Lupo in zona Vestri Lupo in zona Vestri

Lupo in via Romana, ad Arezzo, avvistato e fotografato alle 8 dell'1 febbraio 2024. Il comitato Emergenza lupo ? Arezzo rilancia il grido: i lupi sono tornati in città. E torna a chiedere azioni di contrasto del fenomeno. Per il comitato la concentrazione di predatori nell'Aretino è tra le più alte nel territorio nazionale.
Dopo il caso dei due lupi alla rotonda di Ponte a Chiani, a soli 3 km dal centro storico di Arezzo, "due lupi si stavano aggirando a poco più di due km dalla stazione ferroviaria, di fronte alla rivendita del Cioccolato Vestri". Il Comitato, riporta una nota, chiederà al sindaco di Arezzo di "vietare l'abbandono di alimenti per le colonie feline, perché questa pratica attira maggiormente i lupi all'interno delle aree urbane, con i pericoli che ne conseguono per la circolazione stradale, per gli animali d'affezione e finanche per le persone stesse".
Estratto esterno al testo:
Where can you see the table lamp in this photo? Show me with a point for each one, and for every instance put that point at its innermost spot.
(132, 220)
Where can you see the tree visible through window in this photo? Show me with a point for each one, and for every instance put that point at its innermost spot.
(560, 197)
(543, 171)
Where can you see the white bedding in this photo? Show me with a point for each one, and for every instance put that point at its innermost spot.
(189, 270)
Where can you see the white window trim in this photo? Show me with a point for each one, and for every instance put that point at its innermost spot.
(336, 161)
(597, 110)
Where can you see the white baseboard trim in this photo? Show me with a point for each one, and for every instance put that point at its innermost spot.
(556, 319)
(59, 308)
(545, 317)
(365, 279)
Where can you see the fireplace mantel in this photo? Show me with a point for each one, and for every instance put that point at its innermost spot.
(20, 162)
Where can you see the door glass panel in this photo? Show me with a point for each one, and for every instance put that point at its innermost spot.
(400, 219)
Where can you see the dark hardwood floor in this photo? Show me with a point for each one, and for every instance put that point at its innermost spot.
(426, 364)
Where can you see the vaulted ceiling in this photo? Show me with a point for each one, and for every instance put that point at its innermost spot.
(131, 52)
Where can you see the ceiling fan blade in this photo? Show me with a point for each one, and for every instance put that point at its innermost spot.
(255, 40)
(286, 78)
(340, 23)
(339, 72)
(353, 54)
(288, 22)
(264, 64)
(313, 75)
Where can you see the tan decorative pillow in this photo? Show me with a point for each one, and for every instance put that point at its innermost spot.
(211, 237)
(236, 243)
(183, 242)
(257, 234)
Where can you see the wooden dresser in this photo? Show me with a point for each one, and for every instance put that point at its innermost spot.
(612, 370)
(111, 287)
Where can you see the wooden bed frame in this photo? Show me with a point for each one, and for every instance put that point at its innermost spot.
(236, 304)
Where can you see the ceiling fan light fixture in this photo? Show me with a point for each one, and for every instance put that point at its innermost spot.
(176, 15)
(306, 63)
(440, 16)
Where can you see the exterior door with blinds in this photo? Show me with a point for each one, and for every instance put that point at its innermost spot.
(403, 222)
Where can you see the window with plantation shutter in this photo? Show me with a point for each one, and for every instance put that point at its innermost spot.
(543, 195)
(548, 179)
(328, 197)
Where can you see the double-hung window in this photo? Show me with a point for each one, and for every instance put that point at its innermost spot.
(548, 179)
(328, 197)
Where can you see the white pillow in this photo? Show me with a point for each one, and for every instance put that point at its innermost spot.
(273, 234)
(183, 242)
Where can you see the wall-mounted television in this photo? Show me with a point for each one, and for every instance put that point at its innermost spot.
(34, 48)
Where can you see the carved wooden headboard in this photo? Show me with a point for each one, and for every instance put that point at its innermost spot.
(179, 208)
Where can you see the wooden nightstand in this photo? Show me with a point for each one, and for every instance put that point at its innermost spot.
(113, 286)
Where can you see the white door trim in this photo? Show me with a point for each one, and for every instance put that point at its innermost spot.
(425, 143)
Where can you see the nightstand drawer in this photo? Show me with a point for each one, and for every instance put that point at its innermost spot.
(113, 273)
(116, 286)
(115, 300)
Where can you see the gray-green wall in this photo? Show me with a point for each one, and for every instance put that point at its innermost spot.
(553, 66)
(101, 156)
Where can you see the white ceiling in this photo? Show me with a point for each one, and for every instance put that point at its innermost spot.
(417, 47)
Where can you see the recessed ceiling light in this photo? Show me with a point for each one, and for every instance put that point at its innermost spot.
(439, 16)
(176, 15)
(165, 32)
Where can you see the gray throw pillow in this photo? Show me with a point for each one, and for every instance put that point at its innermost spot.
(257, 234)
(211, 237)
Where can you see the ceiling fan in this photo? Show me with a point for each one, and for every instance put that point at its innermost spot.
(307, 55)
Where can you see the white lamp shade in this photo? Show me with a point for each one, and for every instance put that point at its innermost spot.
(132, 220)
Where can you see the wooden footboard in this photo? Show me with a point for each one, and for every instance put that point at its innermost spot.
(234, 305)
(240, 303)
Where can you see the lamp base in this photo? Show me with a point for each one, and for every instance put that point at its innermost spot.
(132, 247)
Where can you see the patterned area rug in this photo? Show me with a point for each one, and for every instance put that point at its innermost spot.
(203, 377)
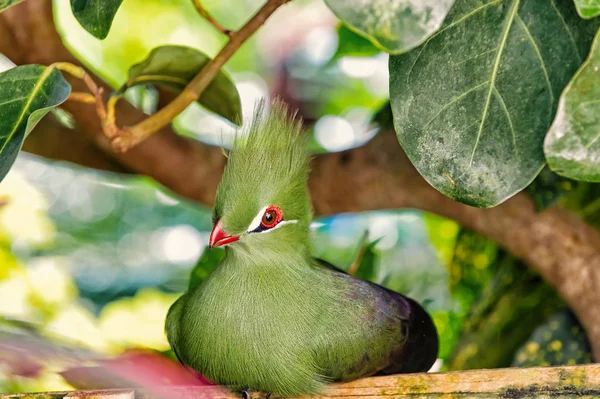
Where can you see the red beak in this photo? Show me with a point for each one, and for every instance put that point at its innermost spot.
(219, 238)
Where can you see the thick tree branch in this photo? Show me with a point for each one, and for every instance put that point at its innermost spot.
(202, 11)
(562, 248)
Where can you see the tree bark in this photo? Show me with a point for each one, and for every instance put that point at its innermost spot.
(378, 175)
(581, 382)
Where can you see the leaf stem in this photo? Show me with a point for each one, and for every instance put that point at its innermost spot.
(129, 137)
(202, 11)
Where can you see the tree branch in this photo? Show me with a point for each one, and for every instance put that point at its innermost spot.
(378, 175)
(202, 11)
(581, 382)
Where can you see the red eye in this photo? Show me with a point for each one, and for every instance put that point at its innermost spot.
(271, 217)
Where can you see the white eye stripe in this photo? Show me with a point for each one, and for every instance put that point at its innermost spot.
(283, 222)
(257, 219)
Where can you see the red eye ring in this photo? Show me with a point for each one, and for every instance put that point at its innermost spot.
(272, 217)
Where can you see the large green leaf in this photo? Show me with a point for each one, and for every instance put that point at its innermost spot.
(572, 145)
(472, 105)
(548, 187)
(351, 44)
(175, 66)
(588, 8)
(396, 26)
(96, 16)
(27, 93)
(4, 4)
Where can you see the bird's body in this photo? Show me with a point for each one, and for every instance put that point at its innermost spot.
(272, 318)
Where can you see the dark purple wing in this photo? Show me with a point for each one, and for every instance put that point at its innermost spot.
(419, 348)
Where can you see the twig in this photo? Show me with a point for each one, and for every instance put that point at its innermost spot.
(202, 11)
(110, 129)
(129, 137)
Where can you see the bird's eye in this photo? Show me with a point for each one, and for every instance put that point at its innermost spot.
(266, 219)
(271, 217)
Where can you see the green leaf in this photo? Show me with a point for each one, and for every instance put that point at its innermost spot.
(208, 261)
(175, 66)
(96, 16)
(572, 146)
(4, 4)
(351, 44)
(515, 297)
(27, 93)
(588, 8)
(394, 26)
(472, 105)
(548, 187)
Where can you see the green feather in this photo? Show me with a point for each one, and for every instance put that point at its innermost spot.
(270, 317)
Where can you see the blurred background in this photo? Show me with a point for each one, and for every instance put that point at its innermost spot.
(91, 261)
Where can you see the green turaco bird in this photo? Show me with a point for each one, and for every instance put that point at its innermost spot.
(272, 318)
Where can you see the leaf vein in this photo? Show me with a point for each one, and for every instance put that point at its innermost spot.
(454, 100)
(486, 106)
(13, 100)
(541, 60)
(564, 23)
(509, 118)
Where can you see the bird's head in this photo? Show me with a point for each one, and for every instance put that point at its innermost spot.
(262, 202)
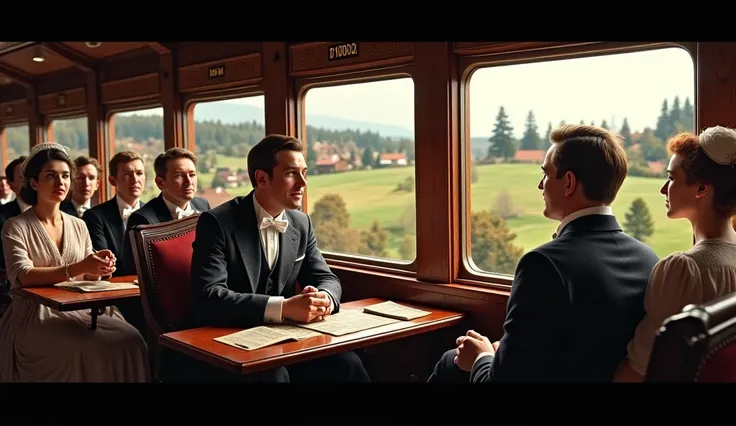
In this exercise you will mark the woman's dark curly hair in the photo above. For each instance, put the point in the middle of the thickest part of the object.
(33, 171)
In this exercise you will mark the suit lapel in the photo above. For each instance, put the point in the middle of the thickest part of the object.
(287, 253)
(249, 242)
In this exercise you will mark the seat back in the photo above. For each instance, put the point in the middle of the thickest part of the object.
(163, 257)
(697, 345)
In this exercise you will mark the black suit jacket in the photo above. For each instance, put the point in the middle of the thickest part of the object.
(106, 227)
(575, 303)
(226, 265)
(155, 211)
(7, 211)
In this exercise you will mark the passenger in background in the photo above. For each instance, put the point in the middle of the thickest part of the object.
(84, 185)
(250, 252)
(6, 194)
(576, 300)
(107, 221)
(8, 210)
(176, 177)
(700, 187)
(44, 246)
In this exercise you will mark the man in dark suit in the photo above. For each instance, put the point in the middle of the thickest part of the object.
(576, 300)
(250, 252)
(176, 177)
(107, 221)
(86, 182)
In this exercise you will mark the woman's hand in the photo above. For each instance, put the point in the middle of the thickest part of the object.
(99, 263)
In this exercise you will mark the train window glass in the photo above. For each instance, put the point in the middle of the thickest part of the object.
(18, 140)
(141, 132)
(360, 157)
(644, 96)
(224, 132)
(72, 133)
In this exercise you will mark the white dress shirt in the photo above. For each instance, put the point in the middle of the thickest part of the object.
(605, 210)
(177, 212)
(270, 242)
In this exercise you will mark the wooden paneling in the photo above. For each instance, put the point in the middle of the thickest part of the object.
(312, 59)
(240, 71)
(60, 102)
(14, 111)
(131, 90)
(486, 47)
(199, 53)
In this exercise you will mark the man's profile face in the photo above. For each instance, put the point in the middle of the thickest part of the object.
(288, 180)
(86, 182)
(553, 189)
(130, 180)
(181, 179)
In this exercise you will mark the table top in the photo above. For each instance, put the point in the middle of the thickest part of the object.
(199, 342)
(66, 300)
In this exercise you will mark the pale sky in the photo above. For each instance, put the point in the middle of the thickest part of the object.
(611, 87)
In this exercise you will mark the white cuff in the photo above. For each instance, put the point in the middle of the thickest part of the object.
(274, 307)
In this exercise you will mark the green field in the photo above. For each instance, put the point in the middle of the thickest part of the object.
(370, 195)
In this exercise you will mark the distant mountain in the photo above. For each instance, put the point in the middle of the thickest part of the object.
(229, 113)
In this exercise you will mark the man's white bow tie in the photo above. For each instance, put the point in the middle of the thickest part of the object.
(280, 225)
(181, 214)
(127, 211)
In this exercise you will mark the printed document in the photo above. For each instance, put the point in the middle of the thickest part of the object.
(93, 286)
(348, 321)
(394, 310)
(267, 335)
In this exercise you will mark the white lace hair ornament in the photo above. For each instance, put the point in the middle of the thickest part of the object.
(35, 150)
(719, 144)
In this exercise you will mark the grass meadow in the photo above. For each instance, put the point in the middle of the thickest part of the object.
(369, 195)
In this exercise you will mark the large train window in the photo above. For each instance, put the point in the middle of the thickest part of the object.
(19, 141)
(645, 96)
(142, 132)
(360, 157)
(73, 134)
(224, 132)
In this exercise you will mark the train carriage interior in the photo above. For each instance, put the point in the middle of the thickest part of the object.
(424, 163)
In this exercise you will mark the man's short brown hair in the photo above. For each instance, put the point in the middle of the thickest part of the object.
(82, 161)
(122, 158)
(263, 156)
(699, 168)
(160, 164)
(595, 155)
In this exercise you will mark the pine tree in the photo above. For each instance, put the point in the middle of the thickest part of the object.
(638, 222)
(502, 141)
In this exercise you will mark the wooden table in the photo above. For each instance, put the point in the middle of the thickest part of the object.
(198, 342)
(66, 300)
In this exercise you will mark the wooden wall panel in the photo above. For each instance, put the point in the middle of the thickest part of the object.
(131, 90)
(312, 59)
(486, 47)
(14, 111)
(226, 73)
(61, 102)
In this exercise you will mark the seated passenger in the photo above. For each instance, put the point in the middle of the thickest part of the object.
(85, 183)
(576, 300)
(700, 187)
(176, 177)
(250, 252)
(44, 246)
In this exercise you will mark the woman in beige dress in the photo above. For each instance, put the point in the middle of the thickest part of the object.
(701, 187)
(44, 246)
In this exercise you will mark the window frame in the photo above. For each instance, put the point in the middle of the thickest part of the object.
(470, 63)
(302, 86)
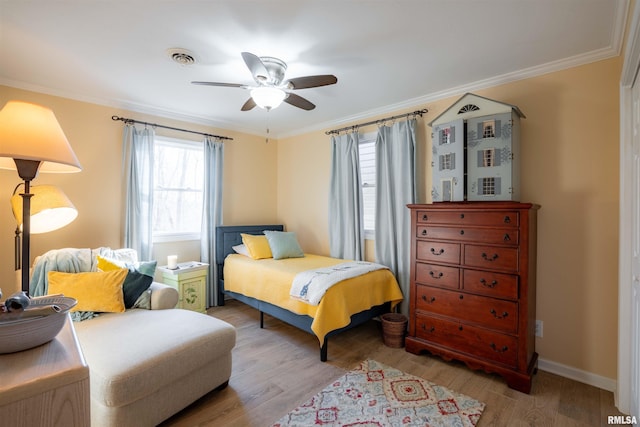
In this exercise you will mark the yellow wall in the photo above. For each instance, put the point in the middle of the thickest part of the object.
(570, 149)
(249, 174)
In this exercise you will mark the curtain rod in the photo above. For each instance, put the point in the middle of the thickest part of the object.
(130, 121)
(379, 121)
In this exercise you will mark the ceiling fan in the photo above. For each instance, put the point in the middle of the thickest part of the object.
(271, 89)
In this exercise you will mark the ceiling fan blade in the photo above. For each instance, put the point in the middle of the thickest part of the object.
(248, 105)
(256, 66)
(298, 101)
(221, 84)
(312, 81)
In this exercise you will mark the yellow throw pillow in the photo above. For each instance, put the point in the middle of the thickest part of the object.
(258, 246)
(107, 265)
(95, 291)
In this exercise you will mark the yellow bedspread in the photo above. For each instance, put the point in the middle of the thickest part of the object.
(270, 280)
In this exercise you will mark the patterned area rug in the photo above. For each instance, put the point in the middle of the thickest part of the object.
(375, 395)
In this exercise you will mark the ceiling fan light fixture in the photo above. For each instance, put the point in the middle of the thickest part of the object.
(268, 97)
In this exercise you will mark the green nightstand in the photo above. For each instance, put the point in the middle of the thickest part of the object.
(189, 279)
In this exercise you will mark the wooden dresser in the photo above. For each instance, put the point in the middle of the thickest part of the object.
(473, 287)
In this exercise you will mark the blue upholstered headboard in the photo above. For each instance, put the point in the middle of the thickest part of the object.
(227, 236)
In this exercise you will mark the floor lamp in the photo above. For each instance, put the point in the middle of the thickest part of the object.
(51, 209)
(32, 141)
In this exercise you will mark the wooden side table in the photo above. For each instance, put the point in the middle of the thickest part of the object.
(46, 386)
(190, 280)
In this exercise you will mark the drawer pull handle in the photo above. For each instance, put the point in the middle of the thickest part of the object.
(431, 329)
(487, 258)
(498, 350)
(489, 285)
(497, 316)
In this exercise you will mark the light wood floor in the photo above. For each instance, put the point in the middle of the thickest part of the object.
(277, 368)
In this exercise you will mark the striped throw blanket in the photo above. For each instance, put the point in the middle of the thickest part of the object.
(309, 286)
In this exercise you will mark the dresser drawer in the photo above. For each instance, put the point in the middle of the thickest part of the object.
(468, 339)
(438, 252)
(491, 257)
(438, 275)
(492, 313)
(489, 283)
(466, 234)
(492, 219)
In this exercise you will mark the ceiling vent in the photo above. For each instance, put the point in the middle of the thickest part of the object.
(181, 56)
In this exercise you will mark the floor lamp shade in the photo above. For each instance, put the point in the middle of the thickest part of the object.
(32, 141)
(32, 132)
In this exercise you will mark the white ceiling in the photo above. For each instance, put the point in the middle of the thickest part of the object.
(387, 55)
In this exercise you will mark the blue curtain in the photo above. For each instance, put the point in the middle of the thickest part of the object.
(346, 228)
(212, 213)
(395, 189)
(138, 170)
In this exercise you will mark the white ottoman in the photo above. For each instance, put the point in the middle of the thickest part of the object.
(146, 365)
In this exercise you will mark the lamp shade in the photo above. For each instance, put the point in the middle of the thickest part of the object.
(31, 132)
(268, 97)
(51, 209)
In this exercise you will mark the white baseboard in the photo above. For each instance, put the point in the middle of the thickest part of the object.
(570, 372)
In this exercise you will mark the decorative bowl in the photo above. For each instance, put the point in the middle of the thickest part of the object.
(23, 334)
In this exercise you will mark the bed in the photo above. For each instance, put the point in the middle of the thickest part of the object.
(344, 305)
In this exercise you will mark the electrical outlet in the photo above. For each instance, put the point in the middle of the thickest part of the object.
(539, 327)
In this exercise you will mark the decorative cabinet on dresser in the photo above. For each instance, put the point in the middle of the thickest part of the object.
(473, 289)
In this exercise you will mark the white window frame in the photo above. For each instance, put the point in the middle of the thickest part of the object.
(368, 141)
(167, 237)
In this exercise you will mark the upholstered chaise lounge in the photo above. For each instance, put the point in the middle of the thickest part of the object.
(147, 364)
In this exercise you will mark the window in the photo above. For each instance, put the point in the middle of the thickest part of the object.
(367, 153)
(446, 136)
(178, 189)
(489, 186)
(489, 129)
(488, 157)
(447, 161)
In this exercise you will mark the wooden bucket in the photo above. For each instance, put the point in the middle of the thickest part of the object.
(394, 329)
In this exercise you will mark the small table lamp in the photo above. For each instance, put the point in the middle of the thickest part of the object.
(32, 141)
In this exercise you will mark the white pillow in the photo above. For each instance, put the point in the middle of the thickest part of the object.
(242, 250)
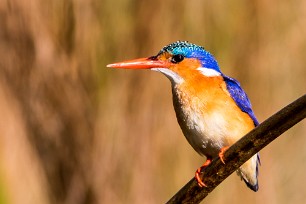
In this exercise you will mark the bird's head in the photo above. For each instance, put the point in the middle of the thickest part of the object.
(179, 61)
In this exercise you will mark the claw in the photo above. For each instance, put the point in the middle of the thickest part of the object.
(198, 172)
(221, 153)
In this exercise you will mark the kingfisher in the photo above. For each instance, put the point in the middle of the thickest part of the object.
(211, 108)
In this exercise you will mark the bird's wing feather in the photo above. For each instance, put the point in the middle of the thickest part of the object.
(240, 97)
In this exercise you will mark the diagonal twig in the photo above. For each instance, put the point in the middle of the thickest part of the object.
(241, 151)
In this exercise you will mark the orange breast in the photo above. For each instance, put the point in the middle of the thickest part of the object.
(208, 116)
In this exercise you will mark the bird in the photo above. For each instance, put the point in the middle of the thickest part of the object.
(211, 108)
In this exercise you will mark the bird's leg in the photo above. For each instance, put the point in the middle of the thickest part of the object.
(221, 153)
(198, 172)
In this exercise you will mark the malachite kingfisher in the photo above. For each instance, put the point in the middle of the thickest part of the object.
(212, 109)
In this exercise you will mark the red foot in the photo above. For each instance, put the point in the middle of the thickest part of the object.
(221, 153)
(198, 172)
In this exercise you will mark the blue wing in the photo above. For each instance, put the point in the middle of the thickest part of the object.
(240, 97)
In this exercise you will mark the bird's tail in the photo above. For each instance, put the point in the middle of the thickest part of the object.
(249, 172)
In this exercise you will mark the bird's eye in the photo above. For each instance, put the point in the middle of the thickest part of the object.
(177, 58)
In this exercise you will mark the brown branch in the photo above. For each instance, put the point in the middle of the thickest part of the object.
(241, 151)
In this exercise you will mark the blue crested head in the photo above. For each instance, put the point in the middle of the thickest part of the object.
(190, 50)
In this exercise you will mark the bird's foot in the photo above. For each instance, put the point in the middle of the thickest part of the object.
(198, 172)
(221, 153)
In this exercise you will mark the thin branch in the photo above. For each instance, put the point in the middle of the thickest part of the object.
(241, 151)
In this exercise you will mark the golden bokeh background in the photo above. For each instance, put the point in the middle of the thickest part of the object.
(73, 131)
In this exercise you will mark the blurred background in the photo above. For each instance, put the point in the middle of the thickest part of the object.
(73, 131)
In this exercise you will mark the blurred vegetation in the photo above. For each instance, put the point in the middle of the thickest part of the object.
(73, 131)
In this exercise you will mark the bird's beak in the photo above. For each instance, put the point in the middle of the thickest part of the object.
(141, 63)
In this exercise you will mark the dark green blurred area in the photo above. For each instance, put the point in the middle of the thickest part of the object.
(74, 131)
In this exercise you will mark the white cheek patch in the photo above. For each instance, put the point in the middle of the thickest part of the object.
(208, 72)
(174, 77)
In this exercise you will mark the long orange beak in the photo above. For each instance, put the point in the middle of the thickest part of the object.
(141, 63)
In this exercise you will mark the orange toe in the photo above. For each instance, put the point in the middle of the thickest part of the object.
(221, 153)
(198, 172)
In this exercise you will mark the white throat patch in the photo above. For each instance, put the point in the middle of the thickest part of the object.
(208, 72)
(174, 77)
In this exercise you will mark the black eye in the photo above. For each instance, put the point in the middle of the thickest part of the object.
(177, 58)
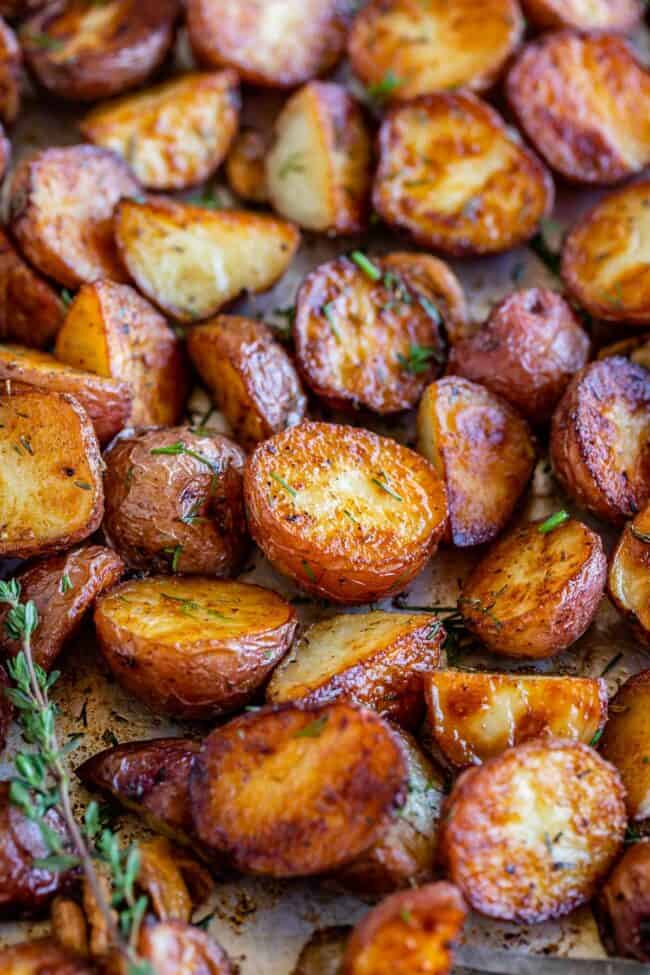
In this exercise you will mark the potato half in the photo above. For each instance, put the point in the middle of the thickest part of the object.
(529, 835)
(456, 179)
(347, 514)
(193, 647)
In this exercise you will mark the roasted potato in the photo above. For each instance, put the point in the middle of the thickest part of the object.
(249, 375)
(318, 167)
(112, 331)
(377, 660)
(529, 835)
(85, 51)
(482, 449)
(291, 792)
(278, 43)
(61, 211)
(174, 135)
(174, 502)
(454, 177)
(63, 588)
(409, 932)
(51, 493)
(191, 262)
(600, 438)
(537, 589)
(193, 647)
(434, 47)
(347, 514)
(527, 351)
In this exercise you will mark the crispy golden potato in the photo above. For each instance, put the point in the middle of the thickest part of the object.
(112, 331)
(51, 493)
(456, 179)
(600, 438)
(249, 375)
(193, 647)
(191, 262)
(278, 43)
(482, 449)
(537, 590)
(61, 211)
(347, 514)
(318, 167)
(529, 835)
(174, 135)
(174, 502)
(291, 792)
(409, 932)
(527, 351)
(85, 51)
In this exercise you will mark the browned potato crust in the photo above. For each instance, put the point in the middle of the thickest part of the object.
(527, 351)
(453, 177)
(529, 835)
(249, 375)
(278, 43)
(193, 647)
(174, 135)
(536, 592)
(409, 932)
(292, 792)
(87, 51)
(174, 502)
(112, 331)
(61, 211)
(600, 438)
(51, 493)
(347, 514)
(63, 588)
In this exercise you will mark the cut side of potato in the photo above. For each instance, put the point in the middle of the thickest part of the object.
(482, 449)
(51, 493)
(290, 792)
(318, 167)
(537, 590)
(193, 647)
(529, 835)
(347, 514)
(456, 179)
(600, 438)
(174, 135)
(190, 261)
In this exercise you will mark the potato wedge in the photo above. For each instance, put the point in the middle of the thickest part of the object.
(456, 179)
(193, 647)
(600, 438)
(289, 792)
(482, 449)
(249, 375)
(61, 211)
(527, 351)
(63, 588)
(174, 502)
(278, 43)
(191, 262)
(112, 331)
(529, 835)
(377, 660)
(174, 135)
(318, 167)
(347, 514)
(84, 52)
(537, 590)
(409, 932)
(108, 402)
(51, 493)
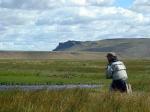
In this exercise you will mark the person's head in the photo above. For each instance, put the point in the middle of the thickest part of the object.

E ancora, il comitato sostiene che il mezzo milione di euro spesi dalla Regione per rifondere i danni degli allevatori sono "una foglia di fico". A fronte di spese importanti degli allevatori per protezioni che risultano spesso inefficaci. La parola magica "convivenza" non funziona. E restano scoperti dai ristori i cittadini privati ai quali il lupo uccide il cane o un altro animale domestico. Il comitato spiega che il lupo occupa gli spazi dove è reperibile del cibo facile: non solo cinghiali ma anche animali allevati, cani domestici, immondizia.